Be warned: we’re talking rather rude Japanese

Second in a two-part series


In a society like Japan’s, where civility in public requires a high degree of decorous formality, crude language rarely rears its ugly head.

Japanese is, in fact, rich in four-letter words, slang and argot, but such expressions are not normally encountered in public intercourse. One of my slang dictionaries has four pages of entries under “vagina”; and well might you ask who is actually using these words in the first place.

The answer to that question holds the key to understanding the role that “dirty” words play in Japanese society. It is only the rough and rude who seriously swear in Japan. Most upstanding Japanese people consider such language grossly impolite. They tend to use euphemisms (enkyoku na kotoba) and adore circumlocutions: The rule of thumb is, “Don’t call it what it is.”

The most common euphemism for one’s private unmentionables is asoko (literally, there), often written in this context in katakana. If you want to refer to the sex act you can use are (that) or nani (what). And so, “They did what and exposed that” in Japanese may sound ambiguous to a foreigner, but to the Japanese ear it’s as clear as a bell.

Some four-letter words, however, are rather innocuous. Kuso, or shit, is one of these. Even children say it. Ee, kuso is the equivalent of “Bloody hell” or “Dammit.”

This is the tricky aspect of comparative slang. The denotative meaning of a word virtually never translates faithfully from one language to another. You have to look at the kinds of people who are using the word and the situation in which they use it.

Take oppai, for instance. Depending on the speaker and the situation, oppai can mean “breasts,” “boobs” or “tits.” Oppai is heard on the state broadcaster NHK when people are talking about breast-feeding. In a cruder context, it takes on the lowest meaning. But women, too, use this word if talking among themselves about “boobs.”

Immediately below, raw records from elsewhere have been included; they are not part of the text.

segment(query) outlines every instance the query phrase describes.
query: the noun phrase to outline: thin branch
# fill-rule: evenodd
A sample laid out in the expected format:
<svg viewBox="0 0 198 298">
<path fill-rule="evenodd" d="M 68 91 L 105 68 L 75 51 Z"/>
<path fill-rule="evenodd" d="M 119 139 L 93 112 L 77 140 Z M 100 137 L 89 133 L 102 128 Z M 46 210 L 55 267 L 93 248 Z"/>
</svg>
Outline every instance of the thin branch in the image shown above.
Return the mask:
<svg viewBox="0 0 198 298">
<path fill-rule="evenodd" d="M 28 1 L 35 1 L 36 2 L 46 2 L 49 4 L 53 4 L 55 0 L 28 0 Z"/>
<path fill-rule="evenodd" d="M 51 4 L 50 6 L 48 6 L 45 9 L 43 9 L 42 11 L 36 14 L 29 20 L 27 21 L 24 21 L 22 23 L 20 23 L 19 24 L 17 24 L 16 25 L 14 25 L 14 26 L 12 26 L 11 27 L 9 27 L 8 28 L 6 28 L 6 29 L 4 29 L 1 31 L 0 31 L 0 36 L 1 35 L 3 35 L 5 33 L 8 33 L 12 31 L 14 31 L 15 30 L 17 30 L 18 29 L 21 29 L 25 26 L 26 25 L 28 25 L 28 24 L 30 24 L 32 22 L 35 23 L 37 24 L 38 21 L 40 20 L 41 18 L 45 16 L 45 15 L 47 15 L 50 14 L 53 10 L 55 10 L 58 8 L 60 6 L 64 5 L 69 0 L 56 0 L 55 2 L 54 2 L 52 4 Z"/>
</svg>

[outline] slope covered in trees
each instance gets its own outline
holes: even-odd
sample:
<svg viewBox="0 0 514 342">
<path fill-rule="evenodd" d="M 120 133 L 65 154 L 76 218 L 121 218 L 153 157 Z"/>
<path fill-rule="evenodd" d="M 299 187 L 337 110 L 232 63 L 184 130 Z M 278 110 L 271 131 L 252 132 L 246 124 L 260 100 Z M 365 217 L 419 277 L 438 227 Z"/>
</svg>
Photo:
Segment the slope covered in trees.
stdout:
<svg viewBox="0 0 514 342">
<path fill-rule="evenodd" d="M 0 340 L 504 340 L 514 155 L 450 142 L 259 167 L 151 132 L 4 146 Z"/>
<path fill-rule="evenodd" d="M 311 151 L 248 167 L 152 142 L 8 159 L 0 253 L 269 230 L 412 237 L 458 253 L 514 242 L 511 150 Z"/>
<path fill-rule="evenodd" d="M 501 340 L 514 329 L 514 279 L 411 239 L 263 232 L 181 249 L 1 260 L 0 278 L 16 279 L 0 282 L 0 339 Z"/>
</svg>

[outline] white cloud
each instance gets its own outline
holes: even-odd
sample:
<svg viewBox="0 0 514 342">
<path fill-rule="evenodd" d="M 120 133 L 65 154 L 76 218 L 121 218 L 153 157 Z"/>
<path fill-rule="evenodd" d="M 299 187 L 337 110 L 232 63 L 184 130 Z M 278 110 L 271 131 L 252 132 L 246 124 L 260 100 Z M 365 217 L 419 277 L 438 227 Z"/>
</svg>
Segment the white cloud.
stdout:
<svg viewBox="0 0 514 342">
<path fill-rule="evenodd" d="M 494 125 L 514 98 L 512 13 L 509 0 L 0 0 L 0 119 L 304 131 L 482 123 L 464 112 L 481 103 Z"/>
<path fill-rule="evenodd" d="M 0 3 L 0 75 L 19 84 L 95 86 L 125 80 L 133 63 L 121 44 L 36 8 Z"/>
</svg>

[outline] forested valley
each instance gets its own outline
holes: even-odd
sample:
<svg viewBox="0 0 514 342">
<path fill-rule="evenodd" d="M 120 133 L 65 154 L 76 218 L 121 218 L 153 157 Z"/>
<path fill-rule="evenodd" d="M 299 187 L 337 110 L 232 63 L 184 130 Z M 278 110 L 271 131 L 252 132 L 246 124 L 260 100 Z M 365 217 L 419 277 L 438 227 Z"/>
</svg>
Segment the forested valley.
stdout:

English speakers today use words like “dickhead” and “prick” without batting an eye. These words, of course, refer to parts of the male body. But it is important to bear in mind that their use as crude insults takes on a different meaning from the body part. Namen ja ne, konoyaro! translates literally as “Don’t think you can make a fool out of me, you guy!” But you would be well-advised to stay out of the way of a character saying this. The actual meaning is akin to “Watch it, you prick!”

Words like “bastard” and “bitch,” so common in English, are now used with meanings divorced from their original denotation of “illegitimate person” and “female dog.” Similarly, the f-word in English appears in a large number of forms and contexts that do not relate to copulation.

Again, the circumstances surrounding the use of these words are critical. If your professor pulls a snap test on you, you might quite casually say, “Screw him. He’s a real asshole.” You have to ignore the denotation of these words to understand their real meaning here. In Japanese, therefore, it might be something like, Fuzakerunjanaizo. Don’t be confused by the literal meaning of this expression (Don’t make fun of me!). It’s pretty strong.

The argot of the criminal and the soldier supplies Japanese with a host of colorful expressions. Lopping off the first syllable of a word is one way to transform it into a slang term. So, satsu, from keisatsu, is the rough word to describe the police, equivalent to “fuzz.” And the leaving of prison by a yakuza boss is referred to as mushogaeri, where musho is the shortened form of keimusho (prison) and gaeri is from kaeri (homecoming).

Japanese soldiers swore a lot. They used the rough second-person personal pronoun kisama when barking orders. On a trip to Jakarta in 1974, I felt sorry for an aging bellhop at the hotel I was staying in. He shouted across the lobby to a Japanese couple whose bags he was carrying, “Oi kisama!” He thought he was saying, “Excuse me, sir and madam!” But what he was really yelling at them was akin to “Hey, you assholes!” Without a doubt, the poor bellhop had learned his Japanese during the war, when his country was occupied by Japan.

Which brings me back to the point about asking yourself, “Who is actually using these words in the first place?” In Japanese, social context decides everything. If you are sensitive to that, you won’t make an ass out of yourself, figuratively speaking, of course.